In the months before Jill Ellis named the U.S. squad for the Women's World Cup, one of the biggest criticisms of the team's player pool was its lack of youth.
Julie Johnston has almost single-handedly quieted those critics.
When the Algarve Cup kicked off in March, the 23-year-old central defender took the starting spot on the back line that had been held by injured veteran Christie Rampone. Since then, Johnston has played so well that she has become one of the first names written in the starting lineup. In 556 minutes on the field across eight games, the United States has given up just two goals.
"The moment I got the call that I made the team was a chance to kind of step back and see hard work pay off," she told The Inquirer in a recent interview. "It was also pretty cool to realize I didn't make it just because. I felt like I put a lot of hard work into trying to make the team, and to make the team was kind of a cherry-on-top moment."

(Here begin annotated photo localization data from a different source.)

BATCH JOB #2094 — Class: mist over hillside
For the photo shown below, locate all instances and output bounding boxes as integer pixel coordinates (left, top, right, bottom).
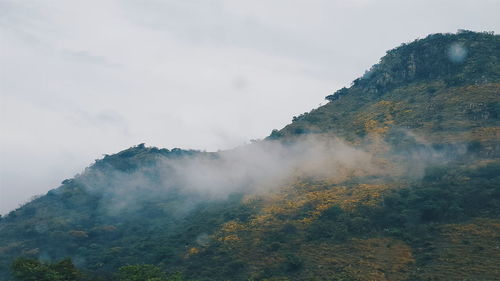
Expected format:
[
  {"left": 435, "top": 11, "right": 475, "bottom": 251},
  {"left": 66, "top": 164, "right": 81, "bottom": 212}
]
[
  {"left": 1, "top": 31, "right": 499, "bottom": 281},
  {"left": 49, "top": 132, "right": 455, "bottom": 221}
]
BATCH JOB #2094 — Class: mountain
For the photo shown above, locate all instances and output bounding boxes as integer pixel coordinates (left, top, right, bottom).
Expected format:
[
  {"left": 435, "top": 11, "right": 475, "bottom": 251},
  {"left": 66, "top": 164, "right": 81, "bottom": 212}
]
[{"left": 1, "top": 31, "right": 499, "bottom": 281}]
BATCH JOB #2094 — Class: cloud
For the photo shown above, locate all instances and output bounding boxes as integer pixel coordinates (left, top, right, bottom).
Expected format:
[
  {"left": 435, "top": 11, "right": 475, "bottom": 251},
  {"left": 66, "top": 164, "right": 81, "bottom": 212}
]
[
  {"left": 74, "top": 135, "right": 378, "bottom": 216},
  {"left": 61, "top": 129, "right": 462, "bottom": 219}
]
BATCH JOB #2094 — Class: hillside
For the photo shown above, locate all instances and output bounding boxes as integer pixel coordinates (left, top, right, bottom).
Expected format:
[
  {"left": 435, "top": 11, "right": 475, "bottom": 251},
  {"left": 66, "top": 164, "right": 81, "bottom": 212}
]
[{"left": 1, "top": 31, "right": 499, "bottom": 281}]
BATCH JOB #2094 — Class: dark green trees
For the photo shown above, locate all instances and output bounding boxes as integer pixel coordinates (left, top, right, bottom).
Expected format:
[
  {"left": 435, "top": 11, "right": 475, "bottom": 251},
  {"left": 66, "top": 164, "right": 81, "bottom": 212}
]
[
  {"left": 11, "top": 258, "right": 81, "bottom": 281},
  {"left": 10, "top": 259, "right": 184, "bottom": 281},
  {"left": 117, "top": 265, "right": 167, "bottom": 281}
]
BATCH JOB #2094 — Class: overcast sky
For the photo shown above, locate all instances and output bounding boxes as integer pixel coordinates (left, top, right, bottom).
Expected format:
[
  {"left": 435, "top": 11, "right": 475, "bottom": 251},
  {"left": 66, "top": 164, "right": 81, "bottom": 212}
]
[{"left": 1, "top": 0, "right": 499, "bottom": 214}]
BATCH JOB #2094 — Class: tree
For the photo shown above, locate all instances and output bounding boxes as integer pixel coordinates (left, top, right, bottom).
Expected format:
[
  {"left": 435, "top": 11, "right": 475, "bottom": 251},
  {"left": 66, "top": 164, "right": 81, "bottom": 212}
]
[
  {"left": 325, "top": 87, "right": 349, "bottom": 101},
  {"left": 117, "top": 264, "right": 167, "bottom": 281},
  {"left": 10, "top": 258, "right": 82, "bottom": 281},
  {"left": 269, "top": 129, "right": 283, "bottom": 139},
  {"left": 49, "top": 258, "right": 82, "bottom": 281}
]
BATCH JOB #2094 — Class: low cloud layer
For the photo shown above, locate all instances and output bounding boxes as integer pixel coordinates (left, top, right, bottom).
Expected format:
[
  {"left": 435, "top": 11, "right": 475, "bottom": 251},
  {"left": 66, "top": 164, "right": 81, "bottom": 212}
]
[
  {"left": 75, "top": 136, "right": 377, "bottom": 216},
  {"left": 70, "top": 131, "right": 461, "bottom": 218}
]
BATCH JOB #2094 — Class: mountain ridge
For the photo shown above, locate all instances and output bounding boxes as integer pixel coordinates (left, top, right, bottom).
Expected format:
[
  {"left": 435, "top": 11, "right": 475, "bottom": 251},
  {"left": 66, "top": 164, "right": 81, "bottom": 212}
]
[{"left": 1, "top": 31, "right": 499, "bottom": 281}]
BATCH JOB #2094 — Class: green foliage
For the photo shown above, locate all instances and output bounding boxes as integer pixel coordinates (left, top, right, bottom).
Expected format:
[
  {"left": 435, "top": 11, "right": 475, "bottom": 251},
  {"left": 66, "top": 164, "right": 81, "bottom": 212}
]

Just as impressively, Johnston racked up a three-game scoring streak. Among her goals was the winner against powerhouse France in the Algarve Cup title game on March 11.
"Whatever this team needs me to do, I want to be willing to do it, and I want to do it to the best of my ability," she said. "You play for the girls next to you, and you play for this country. Whatever is expected from me or is asked from me, I'm going to try to do whatever I need to do for the team."
Rampone is among those impressed by Johnston's rise and work ethic. As the last player from the 1999 Women's World Cup-winning U.S. team, Rampone is the unquestioned leader, and a star. But she sees that Johnston's time is arriving.
"She's been persevering and fighting and pushing along, and she got that chance and has made the most of it," Rampone said. "She has come in calm and confident, and done an exceptional job at the highest level."
For Ellis, a key part of Johnston's rise has been how she has embraced life in the spotlight that comes with being among the national team's stars.
"The more time young players spend in this environment, not only do they get more comfortable and the nerves go out a little bit, but they also understand the expectations," Ellis said. "The only thing I felt Julie did lack was experience in big games at this level. She's now gotten that - she seized the moment and performed very, very well."